As I wrote for the Huffington Post last year

Businesses also find profit in fear. In fact, an extensive new report by the nonprofit Academics Review found direct evidence that the organic food industry uses fear to promote the misconception that organic food is healthier and safer for human consumption. Specifically, the report found that the organic industry engages in "…widespread, collaborative and pervasive industry marketing activities…" that cause "…false and misleading consumer health and safety perceptions about competing conventional foods." Burrito giant Chipotle is another business that markets fear to sell food.
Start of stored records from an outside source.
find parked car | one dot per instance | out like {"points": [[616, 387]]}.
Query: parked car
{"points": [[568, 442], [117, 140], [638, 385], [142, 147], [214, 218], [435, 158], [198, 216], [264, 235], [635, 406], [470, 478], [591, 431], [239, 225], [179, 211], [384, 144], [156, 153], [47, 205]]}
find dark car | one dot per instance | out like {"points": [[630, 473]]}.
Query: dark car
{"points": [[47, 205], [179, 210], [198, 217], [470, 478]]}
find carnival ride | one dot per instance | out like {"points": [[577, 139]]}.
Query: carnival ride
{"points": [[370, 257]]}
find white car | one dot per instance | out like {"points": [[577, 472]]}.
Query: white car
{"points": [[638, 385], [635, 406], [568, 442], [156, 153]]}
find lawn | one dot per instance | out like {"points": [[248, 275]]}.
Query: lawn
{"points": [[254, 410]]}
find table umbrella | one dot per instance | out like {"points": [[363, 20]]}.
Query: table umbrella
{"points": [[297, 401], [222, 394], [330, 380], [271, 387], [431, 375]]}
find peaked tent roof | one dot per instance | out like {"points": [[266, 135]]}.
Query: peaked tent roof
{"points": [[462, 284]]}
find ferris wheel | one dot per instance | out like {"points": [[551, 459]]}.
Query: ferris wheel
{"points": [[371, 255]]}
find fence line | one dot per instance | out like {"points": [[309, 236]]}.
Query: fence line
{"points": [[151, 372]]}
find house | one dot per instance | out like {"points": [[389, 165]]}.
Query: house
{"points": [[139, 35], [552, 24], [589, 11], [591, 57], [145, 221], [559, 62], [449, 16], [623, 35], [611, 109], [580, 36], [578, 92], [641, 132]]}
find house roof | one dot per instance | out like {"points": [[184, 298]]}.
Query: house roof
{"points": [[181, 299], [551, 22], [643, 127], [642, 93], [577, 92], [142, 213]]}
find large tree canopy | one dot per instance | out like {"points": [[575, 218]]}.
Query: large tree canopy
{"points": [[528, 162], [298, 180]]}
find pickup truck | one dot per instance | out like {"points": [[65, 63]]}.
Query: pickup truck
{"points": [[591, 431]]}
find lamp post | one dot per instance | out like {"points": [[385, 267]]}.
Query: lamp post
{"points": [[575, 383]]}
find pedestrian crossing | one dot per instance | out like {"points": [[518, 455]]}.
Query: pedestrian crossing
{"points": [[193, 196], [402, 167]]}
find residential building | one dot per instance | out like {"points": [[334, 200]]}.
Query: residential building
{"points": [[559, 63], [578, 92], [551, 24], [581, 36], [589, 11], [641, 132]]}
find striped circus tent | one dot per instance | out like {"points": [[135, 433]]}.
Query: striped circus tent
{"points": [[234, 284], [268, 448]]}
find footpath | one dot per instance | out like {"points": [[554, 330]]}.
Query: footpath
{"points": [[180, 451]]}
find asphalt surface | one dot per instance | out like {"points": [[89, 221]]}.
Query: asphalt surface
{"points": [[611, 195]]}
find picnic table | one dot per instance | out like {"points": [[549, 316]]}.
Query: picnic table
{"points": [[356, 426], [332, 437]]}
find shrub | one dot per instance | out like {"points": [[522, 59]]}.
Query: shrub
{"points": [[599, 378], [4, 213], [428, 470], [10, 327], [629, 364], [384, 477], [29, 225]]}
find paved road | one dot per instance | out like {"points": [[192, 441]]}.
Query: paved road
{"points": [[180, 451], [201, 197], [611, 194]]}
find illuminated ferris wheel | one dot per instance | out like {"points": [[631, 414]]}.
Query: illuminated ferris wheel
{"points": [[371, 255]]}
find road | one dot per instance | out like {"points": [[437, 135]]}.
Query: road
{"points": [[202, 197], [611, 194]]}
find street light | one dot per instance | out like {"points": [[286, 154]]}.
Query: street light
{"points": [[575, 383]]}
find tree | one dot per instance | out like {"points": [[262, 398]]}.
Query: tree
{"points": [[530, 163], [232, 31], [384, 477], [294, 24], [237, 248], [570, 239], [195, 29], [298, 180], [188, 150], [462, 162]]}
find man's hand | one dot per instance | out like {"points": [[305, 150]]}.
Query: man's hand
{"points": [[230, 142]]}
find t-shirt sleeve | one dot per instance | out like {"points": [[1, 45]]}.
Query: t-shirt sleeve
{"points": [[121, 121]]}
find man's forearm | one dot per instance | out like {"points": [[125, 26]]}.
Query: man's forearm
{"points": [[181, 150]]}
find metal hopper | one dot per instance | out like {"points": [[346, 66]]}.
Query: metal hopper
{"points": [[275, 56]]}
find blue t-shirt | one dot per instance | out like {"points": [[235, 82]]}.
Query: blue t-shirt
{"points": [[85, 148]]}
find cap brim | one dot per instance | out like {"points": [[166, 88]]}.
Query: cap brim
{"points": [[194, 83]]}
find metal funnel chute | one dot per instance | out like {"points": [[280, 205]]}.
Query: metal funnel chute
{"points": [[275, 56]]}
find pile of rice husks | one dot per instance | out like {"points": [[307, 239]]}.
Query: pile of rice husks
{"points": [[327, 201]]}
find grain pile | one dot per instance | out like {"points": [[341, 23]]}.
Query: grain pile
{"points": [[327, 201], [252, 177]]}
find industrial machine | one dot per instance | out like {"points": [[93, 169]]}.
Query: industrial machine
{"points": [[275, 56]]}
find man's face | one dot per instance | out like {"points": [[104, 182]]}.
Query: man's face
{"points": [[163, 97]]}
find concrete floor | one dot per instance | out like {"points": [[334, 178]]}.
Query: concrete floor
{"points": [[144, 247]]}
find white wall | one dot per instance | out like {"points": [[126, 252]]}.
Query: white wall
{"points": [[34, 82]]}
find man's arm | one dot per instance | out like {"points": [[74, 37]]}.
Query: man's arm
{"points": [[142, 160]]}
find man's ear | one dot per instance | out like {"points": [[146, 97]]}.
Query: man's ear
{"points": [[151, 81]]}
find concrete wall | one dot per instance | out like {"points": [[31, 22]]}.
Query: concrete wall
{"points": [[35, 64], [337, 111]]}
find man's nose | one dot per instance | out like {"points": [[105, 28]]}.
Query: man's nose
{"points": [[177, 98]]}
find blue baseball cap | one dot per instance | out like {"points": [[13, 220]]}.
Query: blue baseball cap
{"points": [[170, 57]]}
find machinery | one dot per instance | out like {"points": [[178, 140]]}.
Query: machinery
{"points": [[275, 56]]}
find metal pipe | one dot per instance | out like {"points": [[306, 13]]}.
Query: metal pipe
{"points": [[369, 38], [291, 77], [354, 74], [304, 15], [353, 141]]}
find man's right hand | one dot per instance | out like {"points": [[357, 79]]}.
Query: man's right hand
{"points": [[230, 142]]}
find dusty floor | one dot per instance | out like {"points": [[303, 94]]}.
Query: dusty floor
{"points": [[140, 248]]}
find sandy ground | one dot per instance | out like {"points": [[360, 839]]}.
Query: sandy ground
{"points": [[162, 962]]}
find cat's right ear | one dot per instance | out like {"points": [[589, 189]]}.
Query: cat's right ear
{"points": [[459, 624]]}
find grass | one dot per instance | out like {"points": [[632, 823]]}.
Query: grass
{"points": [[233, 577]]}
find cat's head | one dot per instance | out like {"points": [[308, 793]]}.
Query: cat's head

Creating a series of catchy, animated online videos, the $3.2 billion company cast itself as the "small business" working to provide healthy food in a dystopian world ruled by vicious, earth-destroying "Big Food."

Of course, Chipotle doesn't  really have a leg to stand on when it comes to claiming they offer healthy food. Their burritos typically come in around 1000 calories and some contain and entire day's worth of sodium (better get two waters with that burrito). And of course, the chain offers other no nos, like sodas, chips, guacamole, and booze. 

So, in order to mollify potential food critics, Chipotle started claiming their high-calorie offerings are better than the other guy's high calorie offerings with their scarecrow videos and promises to use anti-biotic free chickens and grass-fed beef (which has led them to source beef as far away as Australia which is why they're holding off on their promise to source locally at the moment). Of course, this strategy is a standard marketing trick. For instance, in a typical grocery store, it's easy to find high calorie food with cheery and reassuring messages on the packaging. Take that carton of ice cream that claims to be "non GMO," and "wholesome," and "gluten free" which allows consumers to ignore the fact that the ice cream still has a fat content through the roof and a whopping 350 calories for a 1/2 cup serving.

Chipotle's no different and as with other companies who have tried to placate food activists, this latest stunt may backfire.

Consider the fact that most animals used for food are raised eating GMO feed (corn and other crops grown with GMO seed). Since Chipotle can't source completely non-GMO meat (animals that consume GMO feed cannot be labeled GMO-free), the company will still use protein derived from animals that are fed GMO feed. As such, those truly hysterical about GMOs won't be satisfied with Chipotle's partial removal of GMOs.

This leaves Chipotle delivering this muddled message to its consumers:

"GMOs are bad so we've taken GMOs out of our products…but not all our products like the meat, so I guess we're still serving GMO food." Goodness, that's a public relations message that would make Don Draper cry!

To those who are true blue anti-GMO believers, this won't be good enough and for those who heretofore didn't particularly care, they'll be left wondering: Is Chipotle's GMO-filled burrito really bad for me?

Perhaps when Chipotle returns to providing hungry Americans a filling meal without the lecture, their sales will rise. Until then, I'll be heading out for Chinese.